Multi-Frequency Radar Simulations with Dask

Multi-Frequency Radar Simulations with Dask#

This tutorial demonstrates how to compute radar variables at multiple frequencies using parallel processing with Dask. This approach enables efficient computation of radar observables across a wide frequency range for large datasets.

Prerequisites

  • pytmatrix package installed (see pytmatrix installation)

  • Sufficient memory for parallel processing (adjust chunk sizes accordingly)

  • DISDRODB L2E product available for the station

Overview

The workflow consists of:

  1. Initialize Dask cluster for parallel processing

  2. Load DISDRODB L2E product with lazy loading

  3. Configure data chunking for optimal memory usage

  4. Compute radar variables at multiple frequencies

  5. Analyze and visualize results

Step 1: Initialize Dask Cluster

Dask enables parallel processing and provides a dashboard for monitoring computations.

import numpy as np
import xarray as xr
import disdrodb
from disdrodb.utils.dask import initialize_dask_cluster

# Initialize Dask cluster
# - Dashboard available at http://localhost:8787/status
# - Monitor memory usage and task progress
initialize_dask_cluster()

Step 2: Load L2E Product

Load the L2E product with lazy loading enabled (parallel=True, chunks="auto").

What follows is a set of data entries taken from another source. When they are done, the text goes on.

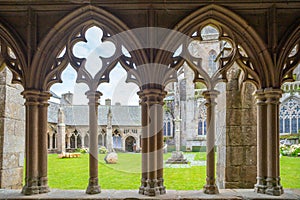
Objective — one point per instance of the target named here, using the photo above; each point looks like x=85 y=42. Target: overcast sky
x=116 y=89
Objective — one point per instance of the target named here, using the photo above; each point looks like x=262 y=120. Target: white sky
x=116 y=89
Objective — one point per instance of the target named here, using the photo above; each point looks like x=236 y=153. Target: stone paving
x=226 y=194
x=192 y=162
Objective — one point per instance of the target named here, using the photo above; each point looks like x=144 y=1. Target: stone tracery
x=257 y=69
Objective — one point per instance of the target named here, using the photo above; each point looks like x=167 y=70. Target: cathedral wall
x=12 y=133
x=236 y=166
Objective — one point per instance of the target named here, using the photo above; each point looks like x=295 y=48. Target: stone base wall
x=12 y=133
x=237 y=147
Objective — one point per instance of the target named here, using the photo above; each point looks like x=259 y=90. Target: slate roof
x=78 y=114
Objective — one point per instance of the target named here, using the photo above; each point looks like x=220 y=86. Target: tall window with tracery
x=212 y=65
x=202 y=120
x=289 y=117
x=168 y=128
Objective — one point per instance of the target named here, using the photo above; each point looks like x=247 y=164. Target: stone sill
x=133 y=194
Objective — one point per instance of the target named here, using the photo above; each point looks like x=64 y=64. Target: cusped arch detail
x=55 y=40
x=243 y=34
x=288 y=42
x=18 y=66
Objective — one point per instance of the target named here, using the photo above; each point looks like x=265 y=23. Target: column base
x=31 y=187
x=273 y=187
x=152 y=188
x=260 y=186
x=93 y=187
x=43 y=185
x=143 y=186
x=177 y=158
x=162 y=188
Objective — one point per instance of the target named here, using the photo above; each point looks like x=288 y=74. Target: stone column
x=210 y=97
x=61 y=132
x=109 y=141
x=68 y=141
x=32 y=122
x=93 y=96
x=50 y=141
x=177 y=133
x=177 y=156
x=152 y=141
x=273 y=180
x=75 y=141
x=42 y=142
x=260 y=186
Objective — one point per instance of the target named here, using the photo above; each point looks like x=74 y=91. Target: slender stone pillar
x=109 y=142
x=61 y=132
x=177 y=133
x=152 y=141
x=42 y=142
x=273 y=178
x=68 y=141
x=210 y=187
x=50 y=141
x=260 y=186
x=93 y=96
x=32 y=121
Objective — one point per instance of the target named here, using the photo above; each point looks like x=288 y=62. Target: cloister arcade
x=151 y=46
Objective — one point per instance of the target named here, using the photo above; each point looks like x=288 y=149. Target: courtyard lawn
x=72 y=173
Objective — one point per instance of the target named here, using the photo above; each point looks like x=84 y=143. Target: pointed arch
x=287 y=43
x=18 y=65
x=243 y=34
x=55 y=40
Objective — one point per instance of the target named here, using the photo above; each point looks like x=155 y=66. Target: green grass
x=290 y=172
x=73 y=173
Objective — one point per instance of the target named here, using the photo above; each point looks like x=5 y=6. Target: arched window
x=289 y=117
x=200 y=128
x=202 y=119
x=165 y=129
x=169 y=129
x=212 y=63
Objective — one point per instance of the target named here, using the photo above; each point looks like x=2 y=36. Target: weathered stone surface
x=177 y=158
x=250 y=155
x=249 y=135
x=239 y=141
x=111 y=158
x=10 y=178
x=233 y=173
x=233 y=117
x=234 y=136
x=12 y=133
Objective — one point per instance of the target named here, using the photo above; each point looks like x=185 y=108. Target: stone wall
x=12 y=133
x=236 y=166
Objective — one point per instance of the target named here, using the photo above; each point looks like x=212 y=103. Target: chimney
x=66 y=99
x=107 y=102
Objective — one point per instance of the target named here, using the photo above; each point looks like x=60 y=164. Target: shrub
x=103 y=150
x=83 y=150
x=284 y=150
x=294 y=150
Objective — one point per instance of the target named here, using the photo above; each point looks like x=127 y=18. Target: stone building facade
x=119 y=126
x=12 y=129
x=37 y=40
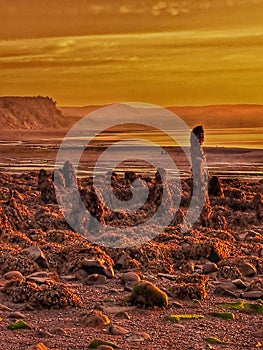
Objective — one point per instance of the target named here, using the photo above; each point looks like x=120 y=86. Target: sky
x=183 y=52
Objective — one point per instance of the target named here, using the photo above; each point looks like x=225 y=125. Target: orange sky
x=183 y=52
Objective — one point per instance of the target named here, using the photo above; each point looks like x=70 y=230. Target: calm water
x=232 y=166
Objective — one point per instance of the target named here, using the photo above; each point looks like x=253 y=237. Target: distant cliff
x=30 y=113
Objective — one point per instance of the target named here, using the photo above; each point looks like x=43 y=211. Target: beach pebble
x=117 y=330
x=210 y=267
x=130 y=277
x=95 y=279
x=253 y=294
x=96 y=267
x=4 y=308
x=247 y=269
x=36 y=254
x=122 y=315
x=14 y=275
x=16 y=315
x=94 y=319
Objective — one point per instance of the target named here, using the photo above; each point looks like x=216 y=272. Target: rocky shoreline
x=70 y=291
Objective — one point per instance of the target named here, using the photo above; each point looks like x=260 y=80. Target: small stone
x=96 y=279
x=117 y=330
x=14 y=275
x=96 y=266
x=40 y=280
x=58 y=331
x=69 y=278
x=177 y=304
x=36 y=254
x=253 y=294
x=224 y=291
x=247 y=269
x=16 y=315
x=4 y=308
x=43 y=334
x=240 y=284
x=122 y=315
x=41 y=346
x=145 y=293
x=210 y=267
x=138 y=337
x=128 y=277
x=19 y=324
x=94 y=319
x=96 y=343
x=121 y=262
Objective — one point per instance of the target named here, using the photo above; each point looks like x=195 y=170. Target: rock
x=128 y=277
x=40 y=280
x=14 y=275
x=229 y=272
x=189 y=287
x=95 y=279
x=94 y=319
x=4 y=308
x=253 y=294
x=43 y=334
x=138 y=337
x=121 y=262
x=46 y=187
x=177 y=304
x=54 y=295
x=145 y=293
x=19 y=324
x=69 y=278
x=215 y=187
x=58 y=331
x=41 y=346
x=96 y=267
x=223 y=315
x=117 y=330
x=96 y=343
x=223 y=290
x=240 y=284
x=36 y=254
x=210 y=267
x=247 y=269
x=16 y=315
x=122 y=315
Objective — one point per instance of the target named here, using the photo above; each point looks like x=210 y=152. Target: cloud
x=132 y=9
x=173 y=8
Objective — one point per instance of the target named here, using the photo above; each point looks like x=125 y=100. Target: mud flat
x=71 y=292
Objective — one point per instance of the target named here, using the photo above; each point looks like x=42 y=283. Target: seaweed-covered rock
x=94 y=318
x=52 y=295
x=189 y=287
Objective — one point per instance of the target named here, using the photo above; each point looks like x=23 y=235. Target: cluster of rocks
x=225 y=258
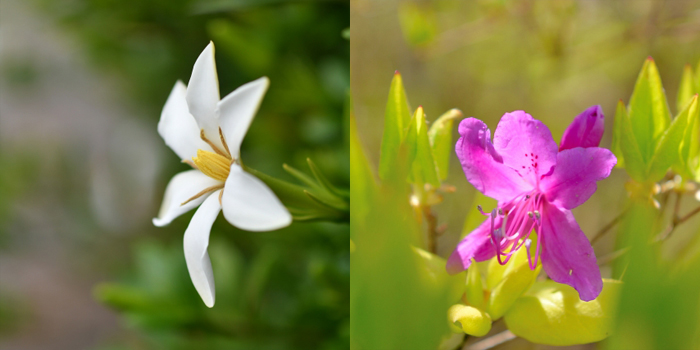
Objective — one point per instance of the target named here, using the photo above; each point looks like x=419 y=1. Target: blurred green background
x=552 y=59
x=82 y=83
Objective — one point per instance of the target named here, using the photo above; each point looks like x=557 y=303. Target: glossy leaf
x=551 y=313
x=667 y=150
x=690 y=141
x=472 y=320
x=440 y=135
x=648 y=110
x=687 y=88
x=634 y=163
x=424 y=170
x=518 y=277
x=396 y=120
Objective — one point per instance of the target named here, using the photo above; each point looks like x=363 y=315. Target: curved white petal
x=182 y=187
x=203 y=94
x=250 y=205
x=196 y=242
x=237 y=109
x=177 y=126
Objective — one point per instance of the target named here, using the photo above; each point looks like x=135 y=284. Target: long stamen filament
x=203 y=192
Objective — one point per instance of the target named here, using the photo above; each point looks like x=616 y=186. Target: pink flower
x=536 y=184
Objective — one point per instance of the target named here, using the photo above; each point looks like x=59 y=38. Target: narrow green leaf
x=667 y=150
x=634 y=164
x=689 y=143
x=518 y=277
x=620 y=115
x=687 y=88
x=648 y=110
x=472 y=320
x=475 y=288
x=440 y=135
x=424 y=170
x=396 y=120
x=551 y=313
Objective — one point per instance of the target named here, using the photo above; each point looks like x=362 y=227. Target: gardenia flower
x=207 y=133
x=536 y=186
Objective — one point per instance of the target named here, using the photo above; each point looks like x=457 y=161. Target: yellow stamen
x=213 y=146
x=223 y=142
x=203 y=192
x=213 y=165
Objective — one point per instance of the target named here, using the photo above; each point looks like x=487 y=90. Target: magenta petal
x=574 y=178
x=476 y=245
x=567 y=256
x=483 y=166
x=585 y=131
x=526 y=145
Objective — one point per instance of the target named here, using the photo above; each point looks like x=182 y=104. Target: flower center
x=519 y=218
x=216 y=165
x=212 y=164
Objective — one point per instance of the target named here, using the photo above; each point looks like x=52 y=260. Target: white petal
x=203 y=94
x=237 y=109
x=250 y=205
x=196 y=242
x=178 y=127
x=182 y=187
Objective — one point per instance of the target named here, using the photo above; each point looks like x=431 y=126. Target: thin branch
x=492 y=341
x=607 y=227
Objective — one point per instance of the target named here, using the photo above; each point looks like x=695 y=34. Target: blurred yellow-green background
x=552 y=59
x=83 y=171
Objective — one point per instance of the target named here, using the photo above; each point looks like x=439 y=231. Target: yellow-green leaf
x=424 y=170
x=472 y=320
x=686 y=89
x=440 y=135
x=396 y=120
x=634 y=163
x=552 y=313
x=518 y=277
x=648 y=110
x=434 y=267
x=689 y=144
x=668 y=148
x=475 y=288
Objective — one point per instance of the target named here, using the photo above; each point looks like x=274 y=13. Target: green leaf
x=687 y=88
x=620 y=115
x=475 y=288
x=472 y=320
x=552 y=313
x=440 y=135
x=517 y=278
x=435 y=270
x=634 y=163
x=689 y=143
x=648 y=110
x=424 y=170
x=396 y=120
x=667 y=150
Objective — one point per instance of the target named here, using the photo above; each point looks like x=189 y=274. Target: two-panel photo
x=349 y=175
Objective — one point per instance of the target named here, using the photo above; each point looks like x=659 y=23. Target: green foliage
x=516 y=278
x=440 y=135
x=659 y=304
x=552 y=313
x=384 y=239
x=396 y=120
x=646 y=145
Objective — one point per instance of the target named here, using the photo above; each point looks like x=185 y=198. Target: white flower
x=206 y=133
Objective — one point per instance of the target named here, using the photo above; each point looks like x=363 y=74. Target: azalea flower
x=206 y=133
x=536 y=185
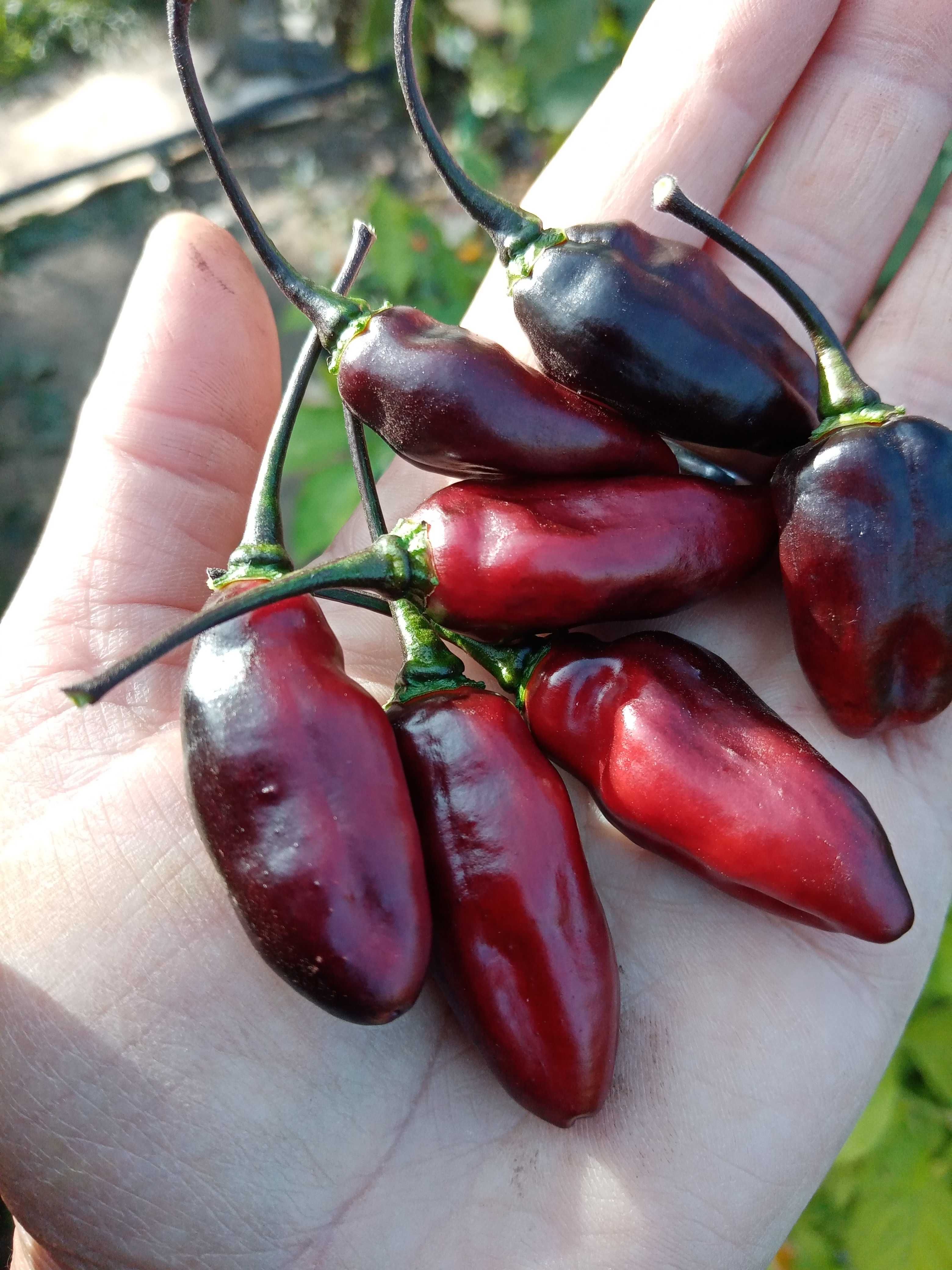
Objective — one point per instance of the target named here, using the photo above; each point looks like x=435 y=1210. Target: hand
x=167 y=1100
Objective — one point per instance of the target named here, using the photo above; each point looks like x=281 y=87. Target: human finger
x=841 y=171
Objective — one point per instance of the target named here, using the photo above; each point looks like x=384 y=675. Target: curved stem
x=357 y=600
x=511 y=228
x=428 y=663
x=263 y=525
x=842 y=392
x=363 y=472
x=384 y=568
x=328 y=313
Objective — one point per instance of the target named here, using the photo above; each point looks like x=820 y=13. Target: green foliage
x=34 y=30
x=319 y=464
x=886 y=1204
x=409 y=265
x=541 y=60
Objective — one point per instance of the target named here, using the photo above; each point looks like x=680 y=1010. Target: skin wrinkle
x=339 y=1216
x=130 y=451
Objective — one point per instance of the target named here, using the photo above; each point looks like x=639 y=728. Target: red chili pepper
x=514 y=559
x=506 y=561
x=866 y=530
x=299 y=793
x=521 y=947
x=687 y=761
x=442 y=398
x=649 y=327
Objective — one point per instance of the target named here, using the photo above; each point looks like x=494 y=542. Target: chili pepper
x=295 y=779
x=649 y=327
x=442 y=398
x=503 y=561
x=521 y=945
x=508 y=561
x=688 y=763
x=299 y=793
x=866 y=530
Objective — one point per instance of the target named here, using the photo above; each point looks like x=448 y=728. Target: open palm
x=167 y=1100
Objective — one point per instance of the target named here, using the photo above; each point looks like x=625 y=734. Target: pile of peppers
x=578 y=501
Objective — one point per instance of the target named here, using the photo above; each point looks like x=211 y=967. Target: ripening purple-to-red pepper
x=329 y=887
x=521 y=945
x=362 y=847
x=866 y=530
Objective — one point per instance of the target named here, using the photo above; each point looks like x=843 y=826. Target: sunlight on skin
x=168 y=1101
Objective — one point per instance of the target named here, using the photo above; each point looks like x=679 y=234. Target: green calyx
x=428 y=665
x=414 y=536
x=865 y=416
x=350 y=332
x=265 y=561
x=511 y=666
x=522 y=262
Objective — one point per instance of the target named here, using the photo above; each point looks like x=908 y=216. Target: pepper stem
x=384 y=568
x=261 y=553
x=330 y=314
x=428 y=663
x=842 y=392
x=511 y=228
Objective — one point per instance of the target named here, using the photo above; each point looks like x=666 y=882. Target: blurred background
x=97 y=147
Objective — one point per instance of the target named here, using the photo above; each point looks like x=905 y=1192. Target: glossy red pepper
x=521 y=945
x=299 y=793
x=687 y=761
x=513 y=559
x=649 y=327
x=504 y=561
x=442 y=398
x=866 y=531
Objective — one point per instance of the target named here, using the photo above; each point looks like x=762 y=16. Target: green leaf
x=929 y=1042
x=875 y=1121
x=318 y=441
x=903 y=1222
x=323 y=506
x=393 y=266
x=812 y=1249
x=939 y=986
x=565 y=100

This delays computation until explicitly requested. This code snippet assumes you have already processed the L2E product for the station. If not, see the Quick Start guide for processing instructions.

# Specify station
data_source = "EPFL"
campaign_name = "HYMEX_LTE_SOP3"
station_name = "10"

# Load dataset with lazy loading
ds = disdrodb.open_dataset(
    product="L2E",
    data_source=data_source,
    campaign_name=campaign_name,
    station_name=station_name,
    parallel=True,
    chunks="auto",
    temporal_resolution="1MIN",
)

# Select single velocity method (if multiple available)
ds = ds.sel(velocity_method="theoretical_velocity")

# Load data into memory
ds = ds.compute()

Note

The initial ds.compute() loads the L2E product into memory. For very large datasets, you may want to skip this step and work with lazy arrays throughout.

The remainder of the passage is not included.